The efficiency of the plant is demonstrated by the environmental status of the Sea of Bothnia, which has in recent years seen significant improvements. The positive change has also been widely noted among high-ranking Finnish policy makers. However, those who take most pleasure in the healthier sea are the ordinary people who have cottages or boats on the coast — and in this historical marine region, there are plenty of them.
Important wood buyer and employer
The Rauma paper mill’s annual production capacity is nearly 1 million tonnes of paper. This requires plenty of raw wood material, which is almost exclusively sourced from Finland, mainly from areas around Tampere and Turku.
“Finland’s forests grow by approximately 100 million cubic metres a year. Rauma has an important role in its utilisation, as we annually use about 1 million cubic metres of the new growth”, Timo Suutarla says.

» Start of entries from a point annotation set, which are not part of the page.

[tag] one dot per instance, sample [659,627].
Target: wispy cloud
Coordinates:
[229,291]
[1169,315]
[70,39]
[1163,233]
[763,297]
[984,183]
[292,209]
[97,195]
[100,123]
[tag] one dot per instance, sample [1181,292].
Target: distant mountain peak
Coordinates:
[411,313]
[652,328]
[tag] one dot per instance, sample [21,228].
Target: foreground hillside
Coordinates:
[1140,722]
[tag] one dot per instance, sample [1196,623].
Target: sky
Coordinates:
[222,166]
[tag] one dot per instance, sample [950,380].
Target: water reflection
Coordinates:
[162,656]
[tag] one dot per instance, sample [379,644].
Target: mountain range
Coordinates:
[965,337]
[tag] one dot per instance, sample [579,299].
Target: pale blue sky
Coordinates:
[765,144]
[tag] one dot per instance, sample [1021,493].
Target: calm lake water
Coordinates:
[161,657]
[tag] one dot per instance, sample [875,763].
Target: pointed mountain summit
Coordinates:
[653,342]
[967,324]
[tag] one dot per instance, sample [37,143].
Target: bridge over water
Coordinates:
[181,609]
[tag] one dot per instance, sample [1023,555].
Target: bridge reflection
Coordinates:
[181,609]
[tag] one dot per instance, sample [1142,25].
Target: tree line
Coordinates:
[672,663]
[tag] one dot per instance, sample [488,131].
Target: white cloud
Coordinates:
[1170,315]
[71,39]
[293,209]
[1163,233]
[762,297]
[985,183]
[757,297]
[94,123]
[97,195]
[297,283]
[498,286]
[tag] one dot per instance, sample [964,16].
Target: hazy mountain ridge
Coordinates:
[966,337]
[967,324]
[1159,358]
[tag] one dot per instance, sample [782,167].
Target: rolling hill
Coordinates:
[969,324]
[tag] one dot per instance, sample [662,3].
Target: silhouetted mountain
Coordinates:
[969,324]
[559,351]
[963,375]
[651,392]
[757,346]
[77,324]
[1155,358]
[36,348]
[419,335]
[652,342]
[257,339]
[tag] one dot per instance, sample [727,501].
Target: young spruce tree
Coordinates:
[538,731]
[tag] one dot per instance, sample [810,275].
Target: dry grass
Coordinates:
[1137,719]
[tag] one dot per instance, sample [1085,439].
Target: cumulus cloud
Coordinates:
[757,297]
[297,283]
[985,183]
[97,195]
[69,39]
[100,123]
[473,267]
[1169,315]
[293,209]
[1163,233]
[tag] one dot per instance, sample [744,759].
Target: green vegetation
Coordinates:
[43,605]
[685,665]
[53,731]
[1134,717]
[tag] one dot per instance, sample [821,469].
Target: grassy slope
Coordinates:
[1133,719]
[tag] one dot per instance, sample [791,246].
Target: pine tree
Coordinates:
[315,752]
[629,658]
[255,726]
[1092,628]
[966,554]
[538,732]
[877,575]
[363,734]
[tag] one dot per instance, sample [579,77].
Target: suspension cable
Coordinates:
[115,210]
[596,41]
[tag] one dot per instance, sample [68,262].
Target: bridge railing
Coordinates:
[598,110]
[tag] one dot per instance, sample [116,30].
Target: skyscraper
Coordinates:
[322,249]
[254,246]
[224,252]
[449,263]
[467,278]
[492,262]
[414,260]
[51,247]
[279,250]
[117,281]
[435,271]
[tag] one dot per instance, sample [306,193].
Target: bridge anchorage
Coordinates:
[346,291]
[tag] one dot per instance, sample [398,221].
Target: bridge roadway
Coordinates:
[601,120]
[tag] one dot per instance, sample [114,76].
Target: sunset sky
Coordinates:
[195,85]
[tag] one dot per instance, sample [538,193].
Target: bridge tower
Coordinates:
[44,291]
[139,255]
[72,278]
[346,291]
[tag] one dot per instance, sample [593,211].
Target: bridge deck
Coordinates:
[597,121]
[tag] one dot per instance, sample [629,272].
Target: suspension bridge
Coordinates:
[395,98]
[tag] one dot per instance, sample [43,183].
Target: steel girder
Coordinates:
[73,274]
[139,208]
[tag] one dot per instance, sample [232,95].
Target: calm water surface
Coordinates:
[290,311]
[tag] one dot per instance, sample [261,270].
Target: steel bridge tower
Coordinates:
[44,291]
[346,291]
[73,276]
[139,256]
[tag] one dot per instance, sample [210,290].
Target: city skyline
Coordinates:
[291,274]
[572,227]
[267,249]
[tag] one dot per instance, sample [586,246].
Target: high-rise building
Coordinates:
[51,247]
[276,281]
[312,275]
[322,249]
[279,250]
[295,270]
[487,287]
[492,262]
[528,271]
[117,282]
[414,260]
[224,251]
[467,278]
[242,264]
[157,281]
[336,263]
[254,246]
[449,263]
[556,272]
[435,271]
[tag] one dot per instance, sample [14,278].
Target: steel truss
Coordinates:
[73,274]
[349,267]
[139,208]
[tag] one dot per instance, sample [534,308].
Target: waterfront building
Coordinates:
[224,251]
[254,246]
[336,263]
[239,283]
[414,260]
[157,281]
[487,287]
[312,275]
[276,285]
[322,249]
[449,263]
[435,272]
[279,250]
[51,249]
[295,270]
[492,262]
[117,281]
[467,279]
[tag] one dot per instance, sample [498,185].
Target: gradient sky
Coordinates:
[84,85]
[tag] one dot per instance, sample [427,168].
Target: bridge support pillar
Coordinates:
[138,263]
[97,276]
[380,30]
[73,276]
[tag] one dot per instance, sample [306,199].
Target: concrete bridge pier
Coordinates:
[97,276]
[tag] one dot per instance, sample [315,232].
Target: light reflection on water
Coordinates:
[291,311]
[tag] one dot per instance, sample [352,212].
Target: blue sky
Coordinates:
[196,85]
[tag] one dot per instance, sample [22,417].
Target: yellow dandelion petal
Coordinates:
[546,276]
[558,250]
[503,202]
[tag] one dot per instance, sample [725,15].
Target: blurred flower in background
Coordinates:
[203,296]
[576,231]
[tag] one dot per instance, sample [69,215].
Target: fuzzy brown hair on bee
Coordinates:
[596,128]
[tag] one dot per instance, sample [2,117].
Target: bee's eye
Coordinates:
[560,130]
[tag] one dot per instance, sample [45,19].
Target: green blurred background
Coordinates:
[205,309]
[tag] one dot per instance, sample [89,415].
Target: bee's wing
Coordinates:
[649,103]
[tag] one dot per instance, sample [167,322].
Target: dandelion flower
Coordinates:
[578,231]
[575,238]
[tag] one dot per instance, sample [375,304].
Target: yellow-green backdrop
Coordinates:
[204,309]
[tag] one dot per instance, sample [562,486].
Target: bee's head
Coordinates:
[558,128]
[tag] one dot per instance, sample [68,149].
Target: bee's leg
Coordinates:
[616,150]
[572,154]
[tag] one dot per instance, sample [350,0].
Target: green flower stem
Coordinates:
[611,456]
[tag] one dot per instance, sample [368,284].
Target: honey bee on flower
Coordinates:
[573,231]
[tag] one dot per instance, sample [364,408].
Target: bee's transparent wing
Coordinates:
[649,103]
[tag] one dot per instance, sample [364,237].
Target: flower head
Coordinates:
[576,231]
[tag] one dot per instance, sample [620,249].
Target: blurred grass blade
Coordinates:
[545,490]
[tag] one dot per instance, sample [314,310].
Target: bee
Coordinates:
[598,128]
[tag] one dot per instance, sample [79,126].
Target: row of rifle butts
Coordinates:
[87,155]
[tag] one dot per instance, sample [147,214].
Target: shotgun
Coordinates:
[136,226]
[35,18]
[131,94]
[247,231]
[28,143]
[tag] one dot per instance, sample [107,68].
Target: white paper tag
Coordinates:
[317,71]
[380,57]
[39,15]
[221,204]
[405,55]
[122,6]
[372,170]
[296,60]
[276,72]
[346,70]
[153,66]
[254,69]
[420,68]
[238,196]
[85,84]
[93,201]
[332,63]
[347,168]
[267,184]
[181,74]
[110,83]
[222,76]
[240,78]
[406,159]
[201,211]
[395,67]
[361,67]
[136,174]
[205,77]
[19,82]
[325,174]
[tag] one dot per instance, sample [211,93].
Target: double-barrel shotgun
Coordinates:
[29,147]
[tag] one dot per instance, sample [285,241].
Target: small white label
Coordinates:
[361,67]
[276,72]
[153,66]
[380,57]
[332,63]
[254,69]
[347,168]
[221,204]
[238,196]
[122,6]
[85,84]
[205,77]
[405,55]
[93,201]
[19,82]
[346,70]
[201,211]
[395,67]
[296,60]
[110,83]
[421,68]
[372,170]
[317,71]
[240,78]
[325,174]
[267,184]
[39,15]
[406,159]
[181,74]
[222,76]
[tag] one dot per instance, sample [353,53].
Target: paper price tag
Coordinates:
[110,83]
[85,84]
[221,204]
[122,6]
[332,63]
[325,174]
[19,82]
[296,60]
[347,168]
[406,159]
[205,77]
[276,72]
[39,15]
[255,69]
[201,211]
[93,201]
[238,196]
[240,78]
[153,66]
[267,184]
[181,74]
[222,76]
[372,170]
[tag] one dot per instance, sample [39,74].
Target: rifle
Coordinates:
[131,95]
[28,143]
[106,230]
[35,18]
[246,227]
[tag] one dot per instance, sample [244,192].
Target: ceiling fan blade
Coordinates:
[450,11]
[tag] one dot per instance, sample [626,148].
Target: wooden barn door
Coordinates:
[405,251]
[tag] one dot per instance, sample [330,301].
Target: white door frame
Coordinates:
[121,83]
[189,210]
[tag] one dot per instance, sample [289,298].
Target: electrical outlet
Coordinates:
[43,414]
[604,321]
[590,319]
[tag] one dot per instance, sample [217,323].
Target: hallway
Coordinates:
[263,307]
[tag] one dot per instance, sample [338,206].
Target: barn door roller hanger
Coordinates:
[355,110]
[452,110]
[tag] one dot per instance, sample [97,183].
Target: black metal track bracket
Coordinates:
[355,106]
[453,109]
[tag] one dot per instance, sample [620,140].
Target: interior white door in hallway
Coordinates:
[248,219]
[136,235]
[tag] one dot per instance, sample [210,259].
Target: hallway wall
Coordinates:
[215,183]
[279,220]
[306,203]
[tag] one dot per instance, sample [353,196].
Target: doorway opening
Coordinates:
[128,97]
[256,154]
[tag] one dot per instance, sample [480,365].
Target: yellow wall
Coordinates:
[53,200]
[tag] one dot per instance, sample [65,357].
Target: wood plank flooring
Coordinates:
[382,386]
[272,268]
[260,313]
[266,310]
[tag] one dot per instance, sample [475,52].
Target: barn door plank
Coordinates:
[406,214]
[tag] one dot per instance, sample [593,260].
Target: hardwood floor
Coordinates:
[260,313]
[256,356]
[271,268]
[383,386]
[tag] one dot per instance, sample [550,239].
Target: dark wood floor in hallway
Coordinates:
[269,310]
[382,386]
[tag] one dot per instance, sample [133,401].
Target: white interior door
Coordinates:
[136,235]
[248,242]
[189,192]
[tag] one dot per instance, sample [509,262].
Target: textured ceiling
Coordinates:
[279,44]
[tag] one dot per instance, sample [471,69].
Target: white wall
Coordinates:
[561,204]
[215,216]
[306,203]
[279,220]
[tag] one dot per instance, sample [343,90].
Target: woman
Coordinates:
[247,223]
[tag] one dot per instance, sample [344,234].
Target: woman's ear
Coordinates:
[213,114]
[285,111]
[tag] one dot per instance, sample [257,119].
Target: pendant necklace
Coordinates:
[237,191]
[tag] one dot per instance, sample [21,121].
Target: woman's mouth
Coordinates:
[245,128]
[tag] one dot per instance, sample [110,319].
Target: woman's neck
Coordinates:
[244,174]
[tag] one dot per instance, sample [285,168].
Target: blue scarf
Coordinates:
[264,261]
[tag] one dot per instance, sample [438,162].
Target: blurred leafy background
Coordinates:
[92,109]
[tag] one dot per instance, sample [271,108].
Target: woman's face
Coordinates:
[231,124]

Wood sourcing has a notable effect on employment in various fields, including transport, forest planning and clearing. UPM Rauma employs 520 people directly and over four times more indirectly.
In Rauma, everybody knows somebody who works at the paper mill, and it has often provided livelihood for many generations of local families.
- Production capacity: 970,000 tonnes of paper 150,000 tonnes of fluff pulp PM4 is Finland’s largest paper machine.
- Raw materials in paper production: Over 1.3 million cubic metres of spruce and 165,000 tonnes of pulp annually
- Employees at the mill site: 720. Indirect employment effect of UPM Rauma: 2,100
The company logo, the griffin, was designed by Hugo Simberg in 1899. It is probable that the griffin was chosen as the company logo because it represents a guardian of the northern forests. The griffin logo is the oldest continuous company logo in Finland.
UPM stands for the United Paper Mills.